Good thing Romney isn’t running for president of Mexico.
He’s running for president of the Confederacy.
The Mexicans should be so lucky!
“That’s not as impressive a feat as moving Ecuador next to Chile”
He said, and this is in the link, “… And that is also between other countries that are near or next to each other.” I guess it comes down to whether you think 700 miles is “near” in geoeconomic terms.
Culture begets institutions.
Culture can also lead a rich country to help destabilize democratically elected governments of other countries, when they don’t like them. As the US has done quite often in this hemisphere. You will sometimes even find otherwise respectable people here trying to defend, say, Pinochet on the basis of the growth rates that followed his coups, tortures and murders. It’s amazing what you can get away with saying in a country as ignorant as America.
I would like to point out that in Alexis de Tocqueville’s “Democracy in America” he dismisses Mexico with a comment that the country will never amount to much due to “the depravity of their morals”.
IIRC, he had a similar opinion of the Southern United States. Which is Ed Whitney’s point.
Wait a second. You’ve all missed the elephant in the room.
In the Obama “If you’ve got a business. you didn’t build that.” speech, the President was making the point that an individual’s success is based, on large measure, on the economic infrastructure and the culture in which the individual finds him or herself. Romney, dishonestly, disagreed.
However, take the benign version of Romney’s comments in Israel. (The less benign version is that he was expressing some sort of philo-Semitism that is sort of a reverse anti-Semitism.) What the benign version is positing is pretty much what the President was arguing.
Um, no. What he *appears* to have actually said was this:
“Somebody helped to create this unbelievable American system that we have that allowed you to thrive. Somebody invested in roads and bridges. If you’ve got a business, you didn’t build that. Somebody else made that happen. ”

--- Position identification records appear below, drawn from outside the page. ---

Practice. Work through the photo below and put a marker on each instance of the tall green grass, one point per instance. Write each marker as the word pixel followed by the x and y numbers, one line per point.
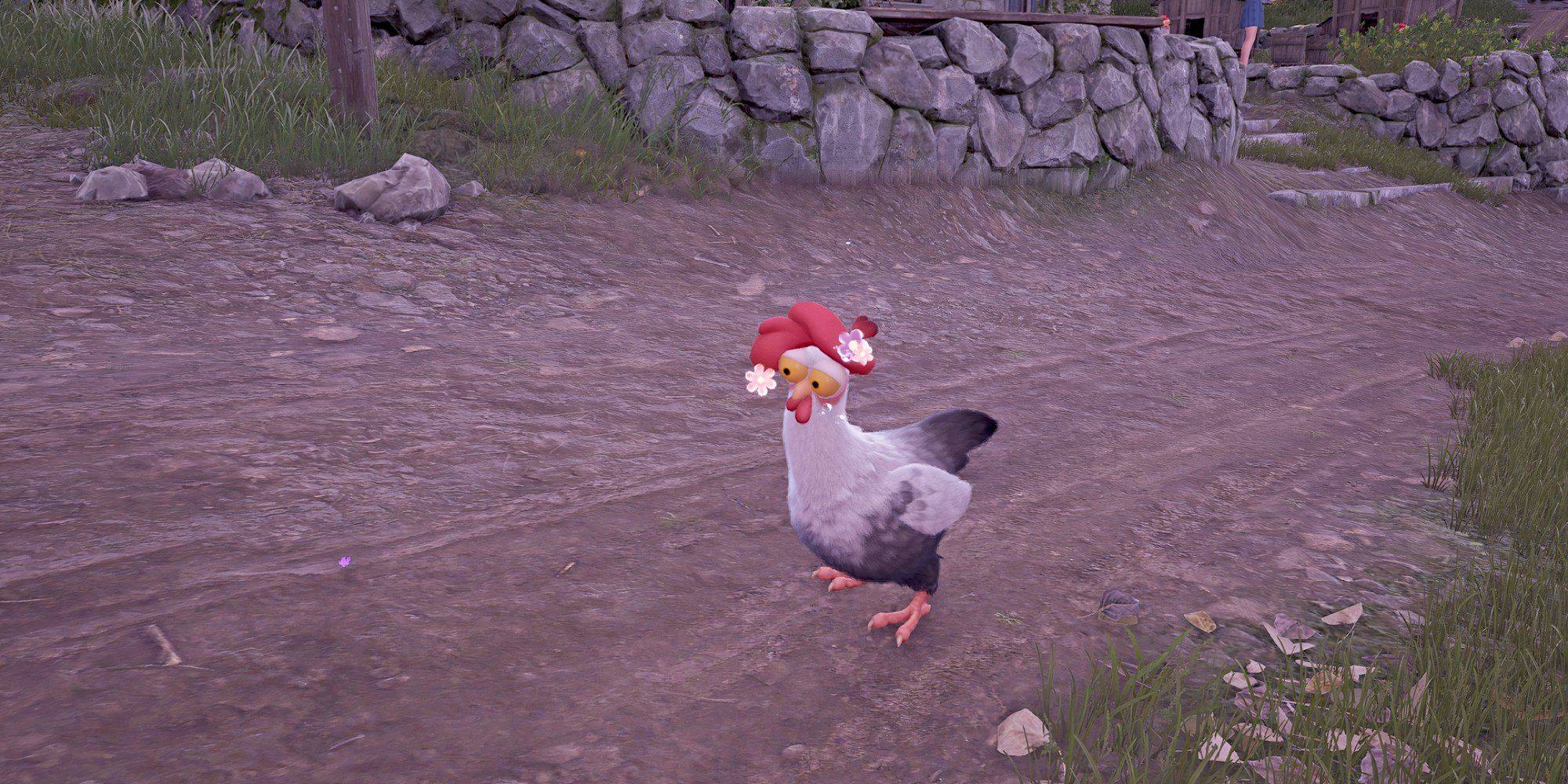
pixel 180 96
pixel 1472 689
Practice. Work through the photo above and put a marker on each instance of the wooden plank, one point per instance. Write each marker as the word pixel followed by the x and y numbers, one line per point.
pixel 350 60
pixel 937 15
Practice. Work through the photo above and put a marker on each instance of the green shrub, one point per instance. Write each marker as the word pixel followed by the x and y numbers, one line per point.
pixel 1291 13
pixel 1385 49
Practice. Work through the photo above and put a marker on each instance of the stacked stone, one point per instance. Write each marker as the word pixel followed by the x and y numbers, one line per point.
pixel 1501 115
pixel 819 95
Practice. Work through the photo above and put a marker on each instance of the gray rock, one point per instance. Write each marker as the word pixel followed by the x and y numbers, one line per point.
pixel 1029 59
pixel 1476 132
pixel 534 48
pixel 835 49
pixel 1556 112
pixel 1509 95
pixel 893 73
pixel 953 95
pixel 590 10
pixel 413 189
pixel 1522 125
pixel 927 51
pixel 1128 134
pixel 641 10
pixel 1470 104
pixel 1387 82
pixel 219 181
pixel 459 53
pixel 971 46
pixel 953 143
pixel 1450 81
pixel 697 12
pixel 1001 132
pixel 1420 78
pixel 1504 161
pixel 1056 100
pixel 393 303
pixel 912 150
pixel 1519 62
pixel 816 20
pixel 1076 46
pixel 1401 106
pixel 419 21
pixel 661 87
pixel 601 42
pixel 775 84
pixel 1362 96
pixel 488 12
pixel 1431 125
pixel 852 131
pixel 297 26
pixel 162 181
pixel 1109 87
pixel 716 126
pixel 114 184
pixel 1127 42
pixel 559 90
pixel 1316 87
pixel 1334 71
pixel 713 51
pixel 1290 78
pixel 763 31
pixel 650 40
pixel 1072 143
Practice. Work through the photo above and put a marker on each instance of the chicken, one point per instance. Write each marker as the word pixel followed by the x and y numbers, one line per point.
pixel 873 506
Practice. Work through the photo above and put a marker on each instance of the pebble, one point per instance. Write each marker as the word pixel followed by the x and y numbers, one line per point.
pixel 333 335
pixel 394 280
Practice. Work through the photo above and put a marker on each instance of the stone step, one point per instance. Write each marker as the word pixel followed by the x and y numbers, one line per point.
pixel 1279 139
pixel 1520 183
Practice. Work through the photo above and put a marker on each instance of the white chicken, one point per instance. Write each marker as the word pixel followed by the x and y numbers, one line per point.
pixel 873 506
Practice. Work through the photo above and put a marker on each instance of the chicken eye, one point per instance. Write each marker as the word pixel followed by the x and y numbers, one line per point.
pixel 793 371
pixel 824 385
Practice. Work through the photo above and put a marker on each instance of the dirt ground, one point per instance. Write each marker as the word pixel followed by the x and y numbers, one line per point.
pixel 1207 399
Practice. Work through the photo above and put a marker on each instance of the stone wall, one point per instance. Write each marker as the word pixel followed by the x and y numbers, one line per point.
pixel 822 95
pixel 1503 115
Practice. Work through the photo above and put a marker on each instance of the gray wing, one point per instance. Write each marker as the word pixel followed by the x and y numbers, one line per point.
pixel 942 440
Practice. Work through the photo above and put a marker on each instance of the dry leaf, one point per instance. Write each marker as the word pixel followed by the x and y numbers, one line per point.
pixel 1119 608
pixel 1240 680
pixel 1218 750
pixel 1022 735
pixel 1202 622
pixel 1346 617
pixel 1260 733
pixel 1287 647
pixel 1293 630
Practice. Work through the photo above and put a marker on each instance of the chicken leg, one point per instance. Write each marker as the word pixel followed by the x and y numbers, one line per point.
pixel 907 619
pixel 841 583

http://www.barackobama.com/truth-team/entry/fact-check-what-president-obama-actually-said-about-small-businesses/
He never said small biz folk didn’t build their businesses — he was *very* clearly referring to the ROADS, etc.
This is not a point that should be fudged.
Otherwise, I appreciate your attempt to give Romney some benefit of doubt — it’s nice of you — but I don’t think he deserves it in this case. (I will keep a tiny space of openmindedness for other times…) He was very clearly taking a swipe at Palestinians and putting down their culture. He may not actually be a mean person — though, there’s evidence for it — but in this instance, he really said something quite clumsy and offensive. (I’m not sure he meant it either. But it’s not my job to try to look into his soul.)
On second thought, I think I was being obnoxious just now. You didn’t do anything wrong. It is just that the little quote does sound so bad if there’s no context. And the prez is getting beat to hell over it out in nonRBC land. I happen to know a lot of libertarians now, more or less by accident, and they really think he meant it in the bad way. Crazytown for sure.
In a different reality, Mr. Romney would be described as someone who tells stories and believes them. That may be a slightly better frame for Sullivan’s thesis. For me, it’s as if Romney continues to believe that fairy tales are really true. it’s hard to say this because we don’t expect people with Romney’s track record to show this kind of deficit, but he really does have trouble with critical thinking.